The other night I had a wicked sore throat and couldn’t sleep. (The next day I discovered I had strep. Yay.) I grabbed a book I knew would be a quick read, an enjoyable read, something that might help me drift to sleep, and headed downstairs so I didn’t disturb my family. And three hours later I finished the book, Julia Sweeney’s God Said Ha!
Several years ago I heard Sweeney’s stand-up routine, Letting Go of God, on This American Life. I was riveted. She was honest and hilarious, despite the fact that she discussed her 30-year-old brother dying of Lymphoma and her own recovery from a rare form of cervical cancer. (The two cancers coincided. She had a hysterectomy right after her brother died.) My hope was that her memoir would mirror her stand-up routine. Unfortunately, the memoir was the set-up for the stand-up. In other words, I read all about the turmoil of her life during her brother’s illness, but there wasn’t much discussion of her loss of faith. Oh well, it was an engaging book, not fabulously written but funny and harrowing.
Cross that book off the list.

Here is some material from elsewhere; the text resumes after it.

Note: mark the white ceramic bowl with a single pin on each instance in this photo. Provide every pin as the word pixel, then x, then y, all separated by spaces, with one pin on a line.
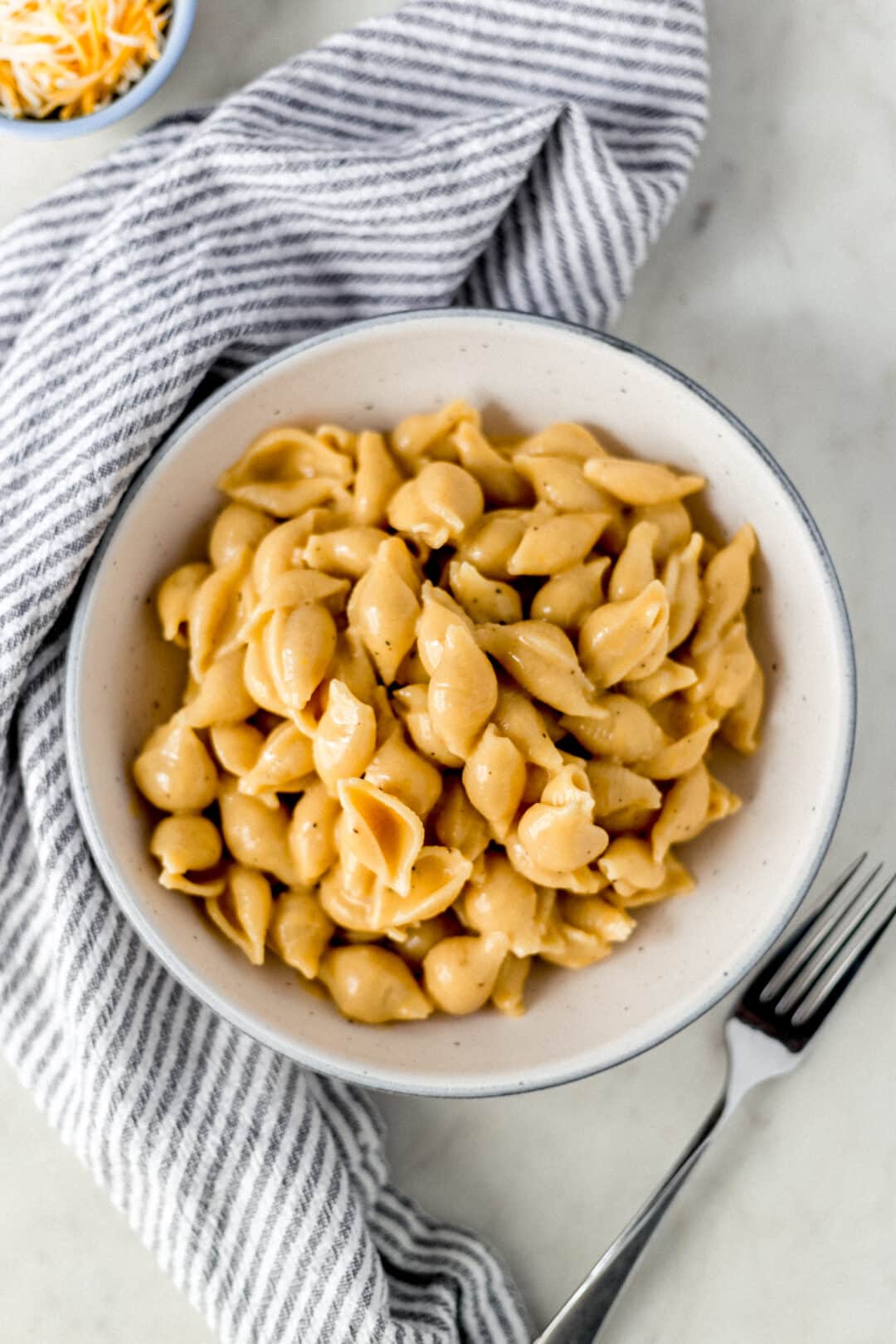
pixel 751 871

Now, to download the stand-up.
One question came from this reading: if Sweeney’s mother slapped her as a teenager for repeating the words of a priest who suggested that heaven might just be an instant, the instant when we die, what the heck did she do when Sweeney outed herself as an atheist?
P.S. If you follow the link to Sweeney’s Letting Go of God, you can see clips from her movie of the same name and the song on the website is sung by the most awesome Jill Sobule.
P.P.S. If you follow the link to This American Life it will take you directly to the Julia Sweeney segment of the show entitled “Godless America.”
Trivia: God Said Ha! was also made into a movie, directed by Sweeney’s longtime friend Quentin Tarrantino.